When I was having big accuracy problems, I spent a lot of time on the phone with OneTouch. They said the vast majority of the time, the problem is with the test strips not the meter. The test strip is what determines the amount of sugar in the sample, the meter just displays to you the result that the strip finds (like a computer monitor). So the testing once a week thing doesn't make sense unless you're only going through one bottle a week of test strips.

Like other people said, I also don't know what to do about an out of range result. The strips? The meter? Then what?

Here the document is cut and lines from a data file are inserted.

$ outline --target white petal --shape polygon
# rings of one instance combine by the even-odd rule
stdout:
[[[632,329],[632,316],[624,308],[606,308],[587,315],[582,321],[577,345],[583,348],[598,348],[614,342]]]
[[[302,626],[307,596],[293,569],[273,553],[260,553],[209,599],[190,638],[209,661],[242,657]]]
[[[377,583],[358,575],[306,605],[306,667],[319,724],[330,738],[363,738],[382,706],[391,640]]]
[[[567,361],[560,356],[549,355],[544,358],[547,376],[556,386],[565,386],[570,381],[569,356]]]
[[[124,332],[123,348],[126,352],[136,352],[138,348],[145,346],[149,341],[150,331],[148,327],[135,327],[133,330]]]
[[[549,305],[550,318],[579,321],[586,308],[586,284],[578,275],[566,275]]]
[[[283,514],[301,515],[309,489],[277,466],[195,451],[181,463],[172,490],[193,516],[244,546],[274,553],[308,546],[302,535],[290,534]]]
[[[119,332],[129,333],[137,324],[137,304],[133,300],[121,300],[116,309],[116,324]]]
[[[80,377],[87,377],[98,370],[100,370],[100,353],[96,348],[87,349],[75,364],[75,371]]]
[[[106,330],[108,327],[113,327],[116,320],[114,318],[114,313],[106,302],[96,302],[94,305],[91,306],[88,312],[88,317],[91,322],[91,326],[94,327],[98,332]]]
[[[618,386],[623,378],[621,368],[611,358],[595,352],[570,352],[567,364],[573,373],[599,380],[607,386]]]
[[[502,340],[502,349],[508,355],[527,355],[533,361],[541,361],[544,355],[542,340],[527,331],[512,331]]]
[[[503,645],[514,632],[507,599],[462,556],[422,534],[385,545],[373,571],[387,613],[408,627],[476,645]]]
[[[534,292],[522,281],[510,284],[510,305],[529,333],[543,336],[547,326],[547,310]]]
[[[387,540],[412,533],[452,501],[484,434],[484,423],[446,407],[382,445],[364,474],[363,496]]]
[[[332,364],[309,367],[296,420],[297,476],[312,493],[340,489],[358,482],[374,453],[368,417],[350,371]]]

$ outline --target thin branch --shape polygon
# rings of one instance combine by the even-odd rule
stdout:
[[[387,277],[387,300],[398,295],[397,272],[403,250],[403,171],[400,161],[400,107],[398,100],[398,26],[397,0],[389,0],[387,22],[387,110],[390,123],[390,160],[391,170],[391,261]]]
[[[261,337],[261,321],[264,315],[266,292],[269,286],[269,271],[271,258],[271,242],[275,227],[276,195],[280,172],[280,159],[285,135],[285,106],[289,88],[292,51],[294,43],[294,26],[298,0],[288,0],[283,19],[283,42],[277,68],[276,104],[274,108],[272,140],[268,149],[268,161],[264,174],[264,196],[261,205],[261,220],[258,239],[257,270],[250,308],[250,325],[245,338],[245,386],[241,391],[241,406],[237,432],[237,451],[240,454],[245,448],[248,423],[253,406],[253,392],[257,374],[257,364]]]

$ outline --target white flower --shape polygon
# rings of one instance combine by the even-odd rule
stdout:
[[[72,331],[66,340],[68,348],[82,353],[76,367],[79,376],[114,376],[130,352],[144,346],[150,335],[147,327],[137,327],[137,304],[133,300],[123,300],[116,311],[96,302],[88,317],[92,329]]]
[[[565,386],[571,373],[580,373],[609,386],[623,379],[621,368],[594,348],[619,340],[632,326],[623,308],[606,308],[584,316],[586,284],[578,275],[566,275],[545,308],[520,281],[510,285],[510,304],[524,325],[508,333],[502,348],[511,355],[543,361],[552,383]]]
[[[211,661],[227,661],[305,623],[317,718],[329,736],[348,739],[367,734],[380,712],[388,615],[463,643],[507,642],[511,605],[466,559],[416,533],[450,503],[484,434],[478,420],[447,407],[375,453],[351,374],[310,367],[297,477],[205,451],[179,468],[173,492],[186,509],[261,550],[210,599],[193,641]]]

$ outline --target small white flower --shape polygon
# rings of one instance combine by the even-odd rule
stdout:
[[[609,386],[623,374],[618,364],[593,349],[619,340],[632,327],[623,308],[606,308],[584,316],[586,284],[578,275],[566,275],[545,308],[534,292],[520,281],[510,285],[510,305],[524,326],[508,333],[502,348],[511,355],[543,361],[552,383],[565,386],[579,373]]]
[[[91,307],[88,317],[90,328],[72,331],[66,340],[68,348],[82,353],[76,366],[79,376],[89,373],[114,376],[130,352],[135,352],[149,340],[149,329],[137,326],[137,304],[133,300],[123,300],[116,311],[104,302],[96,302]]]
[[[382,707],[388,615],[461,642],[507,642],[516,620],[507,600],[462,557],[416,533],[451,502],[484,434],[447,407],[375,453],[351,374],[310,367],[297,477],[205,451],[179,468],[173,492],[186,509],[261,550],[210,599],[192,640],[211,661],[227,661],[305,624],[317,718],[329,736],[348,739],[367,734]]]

Also, I don't think the control solution catches a lot of inaccuracy. When I was having really inaccurate results, getting MORE than 20% error if I would test my blood sugar twice in a row, the control solution would usually show an in range result. When my results were just under 20% off (like 19.5%), OneTouch blew me off and said that was acceptable - even though it is impossible to figure out how to correct when you don't know if you are 350 or 285, and whether to treat a low if you don't know if you are or 79 or 64. When the error was more than 20%, they would send me a new meter. But the problems continued.

I think unfortunately there is a lot of inaccuracy in test strips and there's not a whole lot we can do about it. My results seemed to get better when I stopped getting my test strips from mail order (I also stopped getting my insulin from them after the ice was totally melted once, I think they same temperature issues could have caused test strip problems).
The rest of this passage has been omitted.